MUPP1 expression has been documented using immunocytochemistry in adult mouse brain, with highest expression on the apical surface of the choroid plexuses, strong expression in the hippocampus, amygdala and pyriform cortex, in Layer II of most neocortical areas as well as in all layers of the cerebellar cortex and in several brainstem nuclei [9, 22], but its expression in human brain is unknown. In our control case, MUPP1 was strongly expressed in the aqueduct ependyma, conversely to the patients in whom a total lack of expression was observed. The ependyma derives from radial glial cells (RGC) which are highly polarized cells joined by zonulae adherens, gap and tight junctions and constitutes a barrier between parenchyma and ventricles from embryonic stage.
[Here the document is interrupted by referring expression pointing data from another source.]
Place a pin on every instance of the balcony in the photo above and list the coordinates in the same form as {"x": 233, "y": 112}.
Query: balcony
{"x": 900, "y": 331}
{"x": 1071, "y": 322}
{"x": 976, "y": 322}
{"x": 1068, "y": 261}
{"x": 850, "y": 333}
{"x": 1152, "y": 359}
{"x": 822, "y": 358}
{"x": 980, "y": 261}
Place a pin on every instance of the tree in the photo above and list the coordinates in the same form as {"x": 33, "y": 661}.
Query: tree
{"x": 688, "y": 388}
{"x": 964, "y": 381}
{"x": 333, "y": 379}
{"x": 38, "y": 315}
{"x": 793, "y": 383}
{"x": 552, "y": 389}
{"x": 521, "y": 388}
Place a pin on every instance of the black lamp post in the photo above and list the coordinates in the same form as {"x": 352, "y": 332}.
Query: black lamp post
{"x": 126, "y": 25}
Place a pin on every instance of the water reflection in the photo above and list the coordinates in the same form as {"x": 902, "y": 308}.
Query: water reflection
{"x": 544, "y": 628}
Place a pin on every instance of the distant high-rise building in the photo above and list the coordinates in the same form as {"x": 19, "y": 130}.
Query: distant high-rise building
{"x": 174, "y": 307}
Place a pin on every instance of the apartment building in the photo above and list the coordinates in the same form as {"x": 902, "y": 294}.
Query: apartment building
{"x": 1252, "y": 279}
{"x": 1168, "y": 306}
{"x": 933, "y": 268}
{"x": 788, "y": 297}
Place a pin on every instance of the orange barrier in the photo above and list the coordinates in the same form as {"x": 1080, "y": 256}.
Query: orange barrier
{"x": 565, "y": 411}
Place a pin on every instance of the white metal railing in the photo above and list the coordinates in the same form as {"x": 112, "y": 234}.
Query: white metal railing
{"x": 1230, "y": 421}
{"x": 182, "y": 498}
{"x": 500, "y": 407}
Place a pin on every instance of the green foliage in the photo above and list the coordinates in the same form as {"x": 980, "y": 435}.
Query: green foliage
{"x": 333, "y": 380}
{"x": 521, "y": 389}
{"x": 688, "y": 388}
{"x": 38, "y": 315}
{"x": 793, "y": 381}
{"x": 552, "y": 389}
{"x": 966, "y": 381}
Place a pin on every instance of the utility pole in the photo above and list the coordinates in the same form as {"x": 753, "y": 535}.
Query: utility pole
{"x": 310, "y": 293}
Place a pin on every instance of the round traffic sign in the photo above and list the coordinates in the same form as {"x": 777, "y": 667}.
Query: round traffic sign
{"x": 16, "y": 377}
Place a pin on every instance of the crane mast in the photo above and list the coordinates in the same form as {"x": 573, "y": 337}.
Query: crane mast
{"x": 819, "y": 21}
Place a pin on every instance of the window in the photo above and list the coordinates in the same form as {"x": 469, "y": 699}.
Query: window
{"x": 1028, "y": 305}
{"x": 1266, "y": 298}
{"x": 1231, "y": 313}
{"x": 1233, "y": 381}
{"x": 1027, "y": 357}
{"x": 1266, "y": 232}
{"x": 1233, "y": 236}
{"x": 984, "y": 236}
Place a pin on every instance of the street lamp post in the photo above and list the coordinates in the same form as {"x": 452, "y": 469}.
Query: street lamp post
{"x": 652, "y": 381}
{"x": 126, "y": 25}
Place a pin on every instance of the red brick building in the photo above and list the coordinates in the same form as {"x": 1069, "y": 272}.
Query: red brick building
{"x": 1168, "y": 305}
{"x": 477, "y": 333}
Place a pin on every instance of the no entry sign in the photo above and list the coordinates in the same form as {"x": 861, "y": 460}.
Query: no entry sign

Consequently, early tight junction alterations lead to abnormal organization of ependyma with rosette formation and narrowed ventricular lumens [10]. In our foetuses, they were observed at different locations with aberrantly located cells in the surrounding parenchyma through loss of cohesion. These cells had the characteristic immunophenotype of RGC-intermediate progenitors (SOX2 positivity; PAX6 negativity) and of non-differentiated ependyma (nestin positivity; vimentin, GFAP and CD56 negativity). At last, we observed that the SCO was hypoplastic, probably due to early denudation of the specialized ependyma of the aqueduct leading to SCO ependyma malfunction, since SCO secretions support the integrity of ependymal cells in this region and prevent the closure of the cerebral aqueduct [5, 11, 29].

Conclusions

We describe three novel homozygous null mutations in the MPDZ gene in foetuses whose post-mortem examination has revealed a homogeneous phenotype characterized by multifocal ependymal malformations along the aqueduct of Sylvius, the third and fourth ventricles as well as the central canal of the medulla, with immature cell accumulation in the vicinity of ependymal lining, highlighting for the first time that primary ependymal malformation of the ventricular system is genetically determined in humans. Therefore, MPDZ sequencing should be performed when neuropathological examination reveals multiple ependymal malformations of the aqueduct of Sylvius, of the third and fourth ventricles and of the central canal of the medulla.